Der neue Roman von Janne Mommsen, der mich wie alle seine Bücher, in den Norden Deutschlands führen, zaubern mir immer wieder ein Lächeln ins Gesicht. Auch bei "Mein wunderbarer Küstenchor" haben wir einen locker leichten Roman mit viel Lokalkolorit, der mich wie gewohnt an die Küste oder auf eine Nord- oder Ostseeinsel führt.

Diesmal sind wir in dem kleinen Städtchen Klütz an der Ostsee und es wird musikalisch, denn im Mittelpunkt der Handlung steht der Klützer Chor. Dieser ist auch für Britta, neben ihrem Job als Hotelfachfrau, das Wichtigste im Leben. Jeden Mittwoch freut sie sich auf das Zusammentreffen mit den anderen Chormitgliedern und den gemeinsamen musischen Stunden. Die Gemeinschaft wird dabei groß geschrieben. Bereits seit 20 Jahren ist Britta Chormitglied und hat diesen zusammen mit ihrer betagten Tante Sibylle gegründet. Als Dustin, der Chorleiter plötzlich eine neue Stelle annimmt und wegzieht, steht der Chor vor dem Aus. Und das nur wenige Monate vor dem großen Wettbewerb im finnischen Tampere, wo der Klützer Chor bereits angemeldet ist. Die Sänger sind entsetzt! Auch Britta kann es nicht fassen! Wo soll sie nur so schnell einen neuen Chorleiter und Dirigenten finden? Auf der Suche nach Ersatz lernt sie Jasper kennen, einen Klavierprofessor, der an der Uni in Lübeck unterrichtet und der kleinen Chorgemeinschaft zumindest auf seinem Klavier begleitet und den Sängern beisteht. Wird es Britta gelingen den Chor zu retten und die Reise nach Finnland antreten?

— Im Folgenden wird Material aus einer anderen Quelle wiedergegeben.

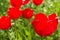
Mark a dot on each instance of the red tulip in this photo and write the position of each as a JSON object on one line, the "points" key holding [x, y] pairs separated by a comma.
{"points": [[25, 1], [5, 23], [27, 13], [45, 25], [37, 2]]}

Wie vom Autor gewohnt, war ich nach den ersten Seiten sofort mitten im Geschehen. Das Leben in Klütz und die Chorproben werden sehr bildhaft beschrieben. Bei den Musikstücken musste ich einfach mitsummen und hatte die Melodie danach den ganzen Tag im Ohr. Köstliche Unterhaltung verspricht vorallem das "Casting" für den neuen Chorleiter. Hier bleibt kein Auge trocken! Mein Kopfkino war wieder zu 100% ausgelastet. Doch nicht nur witzige Dialoge, diverse Katastrophen und die wunderbare Beschreibungen der Umgebung haben mich in der Lektüre versinken lassen. Neben dem humorigen Part wurden auch ein paar ernstere Themen angesprochen. Trotzdem ist der Roman eher von der leichteren Sorte, der sich locker an 1-2 Tagen weglesen lässt. Ab und zu hätte ich mir trotzdem ein bisschen mehr Tiefgang gewünscht und manche Szenen etwas realistischer. Auch bei der Liebesgeschichte fehlte mir das Knistern.....trotzallem wieder ein schönes Leseerlebnis!

Schreibstil:
Janne Mommsen schreibt locker und leichtfüßig...man fliegt durch die Seiten und wird gut unterhalten. Aber ganz besonders versteht es der Autor die Landschaft, die Region und das Leben der Einheimischen darzustellen. Die Charaktere strahlen Lebensfreude aus und sind wunderbar gezeichnet. Die witzigen und lebhaften Dialoge lockern die Geschichte auf und geben dem Roman seine Prise Leichtigkeit.
Die Kapitel sind sehr kurz gehalten.

Fazit:
Die eher leichte Lektüre eignet sich wunderbar für zwischendurch oder für amüsante Lesestunden mit einem Schuss Romantik und ganz viel Musik. Zum zurücklehnen und genießen...vielleicht mit ein paar Kopfhörer auf den Ohren und der Melodie zu ABBA's "Thank you for the music" im Kopf.